6. A system for managing appendable state of an immutable file, comprising:

a file system to:

receive a request from a user to append an immutable file;

determine whether the request is a first request from the user to append the immutable file;

in response to the determination that the request is the first request from the user to append the immutable file, modify the immutable file from an original state to an appendable state, wherein the immutable file is appendable during the appendable state;

determine, from a retention policy module, a time period for the immutable file to remain in the appendable state;

determine whether the immutable file is accessed during the time period; and

in response to the determination that the immutable file is not accessed during the time period, revert the immutable file from the appendable state to the original state upon expiration of the time period.

7. The system of claim 6, wherein the file system is further to:

in response to the determination that the request is not the first request from the user to append the immutable file, determine from a retention profile of the user whether the request is within a limit defined for the user to make the request to append the immutable file;

in response to the determination that the user is within the limit defined for the user to make the request to append the immutable file, modify the immutable file from the original state to the appendable state; and

in response to the determination that the user has reached the limit defined for the user to make the request to append the immutable file, decline the request from the user to modify the immutable file from the original state to the appendable state.

8. The system of claim 7, wherein the retention policy module is further to store the retention profile of the user.

9. The system of claim 6, wherein:

the retention policy module is further to store a limit defined on number of processes that are allowed to simultaneously access the immutable file during the appendable state; and

in response to a determination that the limit on number of processes that are allowed to simultaneously access the immutable file during the appendable state is reached, the file system is to restrict further access to the immutable file during the appendable state.

10. The system of claim 6, further comprising:

a hash generator module to generate a baseline checksum of the immutable file prior to appending the immutable file during the appendable state; and

a validation module to use the baseline checksum of the immutable file to validate the immutable file during a validation scan performed subsequent to the time period.

11. The system of claim 10, further comprising a database to store the baseline checksum of the immutable file.

12. A non-transitory machine-readable storage medium comprising instructions for managing appendable state of an immutable file, the instructions executable by a processor to:

receive a request to append an immutable file at a file access time;

determine whether the request is a first request to append the immutable file;

in response to the determination that the request is the first request to append the immutable file, modify the immutable file from an immutable state to an appendable state, wherein the immutable file is appendable during the appendable state;

define a time period for the immutable file to remain in the appendable state;

determine whether the immutable file is accessed during the time period; and

in response to the determination that the immutable file is not accessed during the time period, revert the immutable file from the appendable state to the immutable state upon expiration of the time period.

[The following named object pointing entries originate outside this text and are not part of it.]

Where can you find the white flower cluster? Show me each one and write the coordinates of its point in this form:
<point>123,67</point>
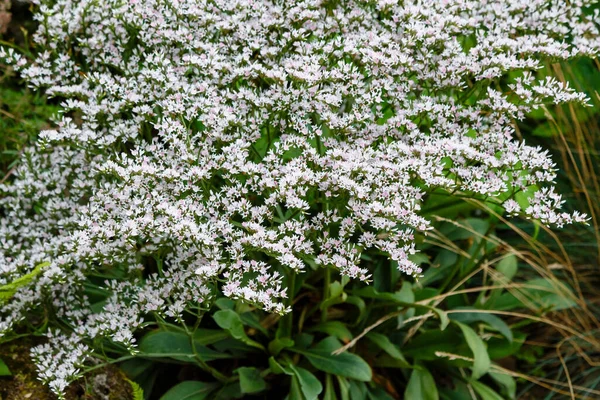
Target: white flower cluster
<point>227,139</point>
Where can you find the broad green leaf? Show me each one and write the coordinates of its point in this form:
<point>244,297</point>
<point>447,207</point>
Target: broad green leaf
<point>425,345</point>
<point>360,304</point>
<point>333,328</point>
<point>378,393</point>
<point>231,322</point>
<point>421,385</point>
<point>346,364</point>
<point>490,319</point>
<point>357,390</point>
<point>250,380</point>
<point>507,382</point>
<point>8,290</point>
<point>482,363</point>
<point>275,367</point>
<point>508,266</point>
<point>176,345</point>
<point>276,345</point>
<point>406,293</point>
<point>539,293</point>
<point>384,343</point>
<point>209,336</point>
<point>399,298</point>
<point>190,390</point>
<point>309,384</point>
<point>136,390</point>
<point>485,391</point>
<point>4,370</point>
<point>228,392</point>
<point>501,348</point>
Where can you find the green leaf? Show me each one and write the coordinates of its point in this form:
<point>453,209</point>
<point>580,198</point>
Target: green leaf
<point>333,328</point>
<point>309,384</point>
<point>482,363</point>
<point>176,345</point>
<point>209,336</point>
<point>329,389</point>
<point>138,393</point>
<point>399,298</point>
<point>250,380</point>
<point>8,290</point>
<point>384,343</point>
<point>508,266</point>
<point>490,319</point>
<point>276,345</point>
<point>346,364</point>
<point>507,382</point>
<point>358,390</point>
<point>231,322</point>
<point>378,393</point>
<point>421,385</point>
<point>359,303</point>
<point>4,370</point>
<point>485,391</point>
<point>540,293</point>
<point>190,390</point>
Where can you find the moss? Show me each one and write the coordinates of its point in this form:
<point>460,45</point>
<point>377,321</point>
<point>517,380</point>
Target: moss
<point>107,383</point>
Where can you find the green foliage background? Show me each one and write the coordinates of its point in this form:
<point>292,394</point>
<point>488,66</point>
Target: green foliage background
<point>506,309</point>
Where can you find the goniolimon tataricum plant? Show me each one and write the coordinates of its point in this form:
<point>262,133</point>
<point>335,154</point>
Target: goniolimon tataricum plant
<point>256,192</point>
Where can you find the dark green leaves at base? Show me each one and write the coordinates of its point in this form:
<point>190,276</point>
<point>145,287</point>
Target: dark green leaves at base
<point>346,364</point>
<point>190,390</point>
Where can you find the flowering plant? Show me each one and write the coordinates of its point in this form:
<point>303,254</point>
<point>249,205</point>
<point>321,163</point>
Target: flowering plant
<point>218,148</point>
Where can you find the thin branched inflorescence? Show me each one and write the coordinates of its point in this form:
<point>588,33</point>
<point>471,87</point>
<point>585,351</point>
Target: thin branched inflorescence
<point>229,139</point>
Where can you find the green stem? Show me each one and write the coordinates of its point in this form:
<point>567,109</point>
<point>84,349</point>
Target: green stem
<point>326,284</point>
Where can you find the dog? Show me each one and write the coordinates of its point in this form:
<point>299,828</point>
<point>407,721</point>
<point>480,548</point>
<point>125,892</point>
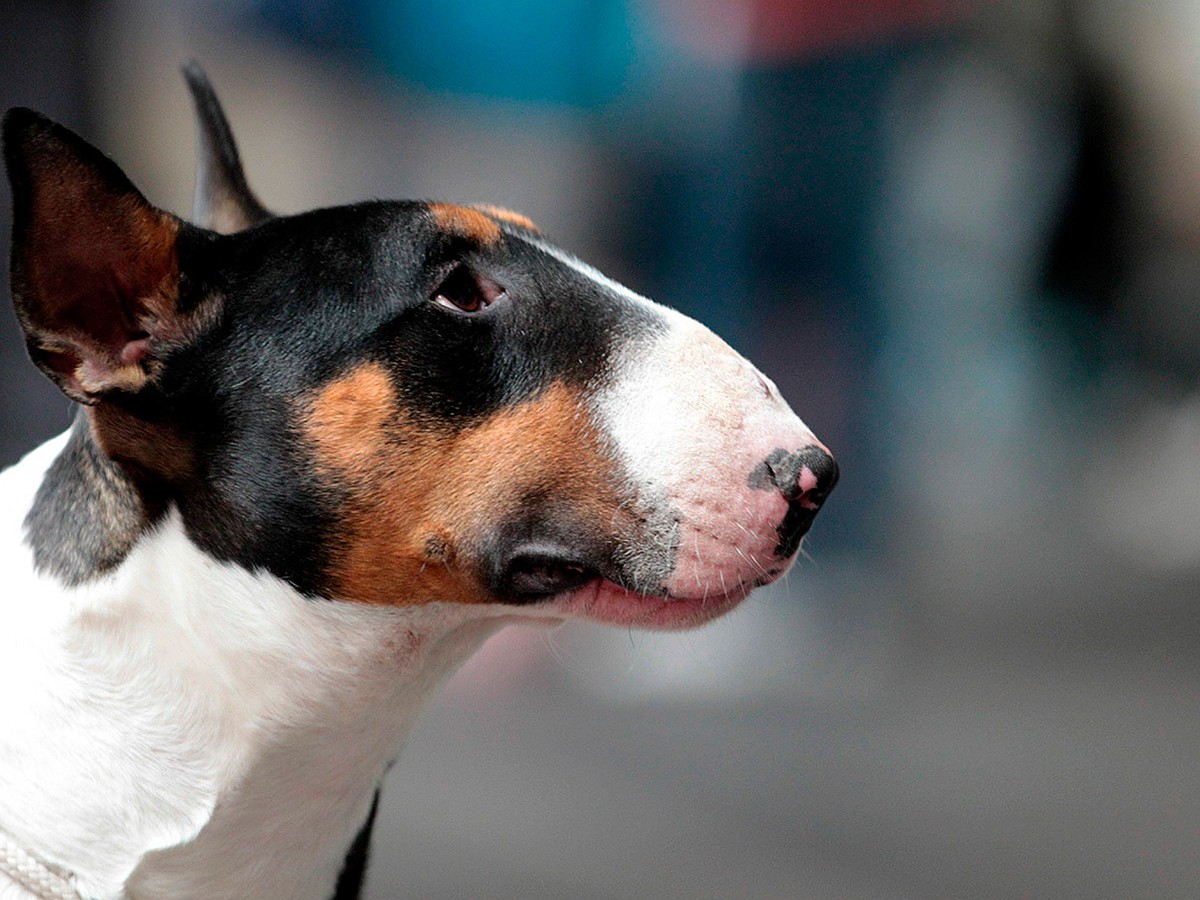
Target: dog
<point>317,461</point>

13. The storage medium of claim 12, further comprising instructions to revert the immutable file from the appendable state to the original state upon first file access of the immutable file after the expiration of the time period.

14. The storage medium of claim 12, further comprising instructions to store the time period defined for the immutable file to remain in the appendable state as an extended file attribute of the immutable file.

15. The storage medium of claim 12, further comprising instructions to restrict further modification of the immutable file from the original state to the appendable state subsequent to completion of the time period defined for the immutable file to remain in the appendable state.